A tautly woven philosophical drama with all the trimmings of an electrifying murder mystery, The Exception heralds Christian Jungersen as a gifted storyteller and keen observer of the human psyche.

Holy shit guys. This book was awesome. It had me on the edge of my seat, tensed up, racing through every word. There were so many twists, I thought I had figured out who sent the emails like 5 times. He even had a great wrap up at the end which made me question AGAIN who had done it, but I wasn't even mad about it. Normally I hate a questionable ending; this just kind of made me go "huh."

He also threw in a bunch of genocidal information that was very interesting and seemed really well researched, though thoroughly depressing. 

The only issue I had was that one of the characters has rheumatoid arthritis and it was basically her whole identity. It was completely debilitating after like 6 years of being diagnosed (ok fine, could happen, not everyone has the same "journey" as me). Jungersen said there was no treatment for it (technically true I guess) but she took methotrexate and steroids and still had crazy bad flare ups. She even had some sort of surgery at one point? Which maybe is a real thing, I didn't look into it. Ok, that's really my only complaint. 

Jungersen had me so wrapped up in these relationships and lives, with and without the thriller part of it. I finally got back to a book that really enthralled me, and I'm ramping the challenge back up!

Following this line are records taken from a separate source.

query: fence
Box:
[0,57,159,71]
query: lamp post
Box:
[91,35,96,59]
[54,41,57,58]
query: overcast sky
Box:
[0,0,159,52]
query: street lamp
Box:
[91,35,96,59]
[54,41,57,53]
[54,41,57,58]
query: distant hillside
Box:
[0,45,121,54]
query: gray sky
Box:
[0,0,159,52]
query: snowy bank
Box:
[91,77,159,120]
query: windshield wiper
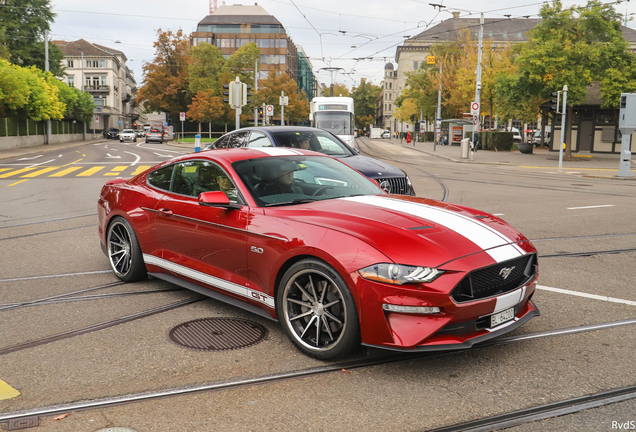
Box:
[265,198,319,207]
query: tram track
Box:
[0,318,636,426]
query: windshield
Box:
[232,156,383,207]
[272,131,355,157]
[315,112,353,135]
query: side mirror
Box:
[198,191,241,210]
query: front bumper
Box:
[351,254,539,352]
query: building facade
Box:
[190,2,315,98]
[53,39,143,130]
[385,12,636,153]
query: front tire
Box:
[276,259,360,360]
[106,216,147,282]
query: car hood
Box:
[338,155,404,179]
[266,195,534,267]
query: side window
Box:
[214,135,229,148]
[148,165,174,190]
[247,132,274,147]
[227,132,249,148]
[170,160,238,202]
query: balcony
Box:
[84,85,110,95]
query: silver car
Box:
[119,129,137,142]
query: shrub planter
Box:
[517,143,534,154]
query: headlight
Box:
[358,263,444,285]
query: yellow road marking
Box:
[9,179,29,186]
[131,165,151,175]
[104,165,128,176]
[61,159,82,168]
[49,167,82,177]
[0,380,20,400]
[518,165,618,171]
[75,167,106,177]
[0,167,35,178]
[21,167,59,178]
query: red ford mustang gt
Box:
[98,148,539,359]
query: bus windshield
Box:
[315,111,353,135]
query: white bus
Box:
[310,97,356,147]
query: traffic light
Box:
[241,83,252,106]
[550,92,562,114]
[223,84,234,103]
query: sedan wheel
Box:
[106,217,146,282]
[276,259,360,360]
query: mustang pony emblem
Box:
[499,266,516,280]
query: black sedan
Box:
[102,128,119,139]
[205,126,415,195]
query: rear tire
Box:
[276,258,360,360]
[106,216,147,282]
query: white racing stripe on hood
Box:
[252,147,302,156]
[342,195,525,262]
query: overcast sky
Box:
[51,0,636,87]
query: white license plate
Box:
[490,308,515,327]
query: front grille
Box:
[451,254,537,303]
[376,177,412,195]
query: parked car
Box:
[98,147,539,360]
[119,129,137,142]
[146,129,163,144]
[102,128,119,139]
[205,126,415,195]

Tuesday, December 24, 2019

196 Books: Czechoslovakia

Love Letter in Cuneiform by Tomas Zmeskal

Here's the Czech Republic. I think. 


Here's Love Letter in Cuneiform:
Set in Czechoslovakia between the 1940s and the 1990s, Tomáš Zmeškal’s stimulating novel focuses on one family’s tragic story of love and the unspoken. Josef meets his wife, Kveta, before the Second World War at a public lecture on Hittite culture. Kveta chooses to marry Josef over their mutual friend Hynek, but when her husband is later arrested and imprisoned for an unnamed crime, Kveta gives herself to Hynek in return for help and advice. The author explores the complexities of what is not spoken, what cannot be said, the repercussions of silence after an ordeal, the absurdity of forgotten pain, and what it is to be an outsider.
 
In Zmeškal’s tale, told not chronologically but rather as a mosaic of events, time progresses unevenly and unpredictably, as does one’s understanding. The saga belongs to a particular family, but it also exposes the larger, ongoing struggle of postcommunist Eastern Europe to come to terms with suffering when catharsis is denied. Reporting from a fresh, multicultural perspective, Zmeškal makes a welcome contribution to European literature in the twenty-first century.

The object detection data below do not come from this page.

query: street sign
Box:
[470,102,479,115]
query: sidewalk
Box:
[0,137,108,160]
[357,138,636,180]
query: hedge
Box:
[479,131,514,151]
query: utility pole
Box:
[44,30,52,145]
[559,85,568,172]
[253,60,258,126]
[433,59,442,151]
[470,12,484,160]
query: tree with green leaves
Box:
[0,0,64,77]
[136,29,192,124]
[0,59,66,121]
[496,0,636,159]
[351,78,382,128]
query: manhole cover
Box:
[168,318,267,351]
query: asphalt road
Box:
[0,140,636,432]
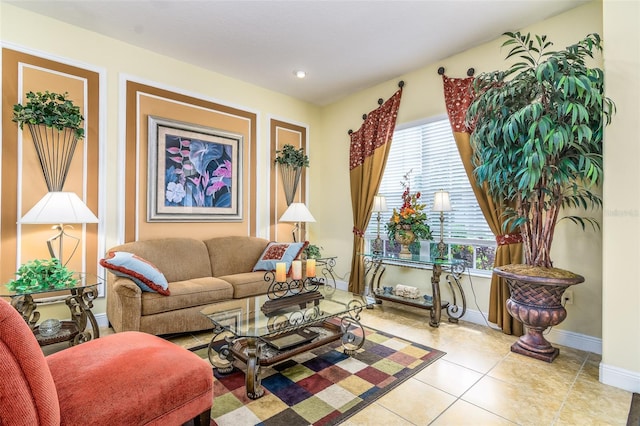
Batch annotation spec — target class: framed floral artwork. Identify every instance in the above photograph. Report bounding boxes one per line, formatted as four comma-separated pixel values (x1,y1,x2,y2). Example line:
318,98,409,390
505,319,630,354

Is it Czechoslovakia? Czech Republic? Czechia? Pick a name, guys! 
I could give lots of different excuses for my late entry this time, but I won't. I'm wondering when I'll come across another book that I can't wait to read each day. I haven't really disliked them, but I haven't been overly captivated either. 
As I've just come to expect with male authors, here's the obligatory sexist remark: "At first I attributed it to her women's problems, which surely God, in his omnipotence, had inflicted on them as punishment for the suffering they caused men..." Cue eye roll. 

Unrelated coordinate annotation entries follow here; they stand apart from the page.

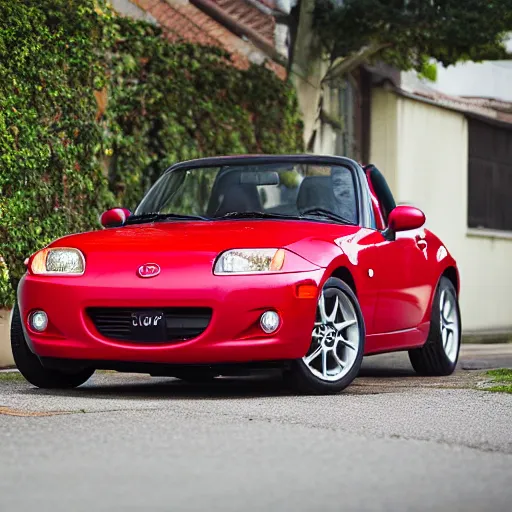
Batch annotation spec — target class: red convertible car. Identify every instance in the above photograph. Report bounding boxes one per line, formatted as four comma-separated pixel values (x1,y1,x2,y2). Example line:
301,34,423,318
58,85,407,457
11,155,461,393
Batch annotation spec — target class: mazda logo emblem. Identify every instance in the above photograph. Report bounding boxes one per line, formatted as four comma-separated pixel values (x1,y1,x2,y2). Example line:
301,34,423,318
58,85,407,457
137,263,160,277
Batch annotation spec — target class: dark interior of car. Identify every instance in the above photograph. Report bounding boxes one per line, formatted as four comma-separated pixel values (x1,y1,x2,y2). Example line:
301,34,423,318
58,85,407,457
206,164,357,223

There wasn't much else to really take note of. The story may not always be the same, but it's the countless one of people being horrible during times of war and taking advantage of those they have authority over. I think I might need to find a few books that are a bit less depressing to get my hope back. 

So that's the end of the C countries. This is a short one but I'm very tired and have to get up early, and my brain wants to be done.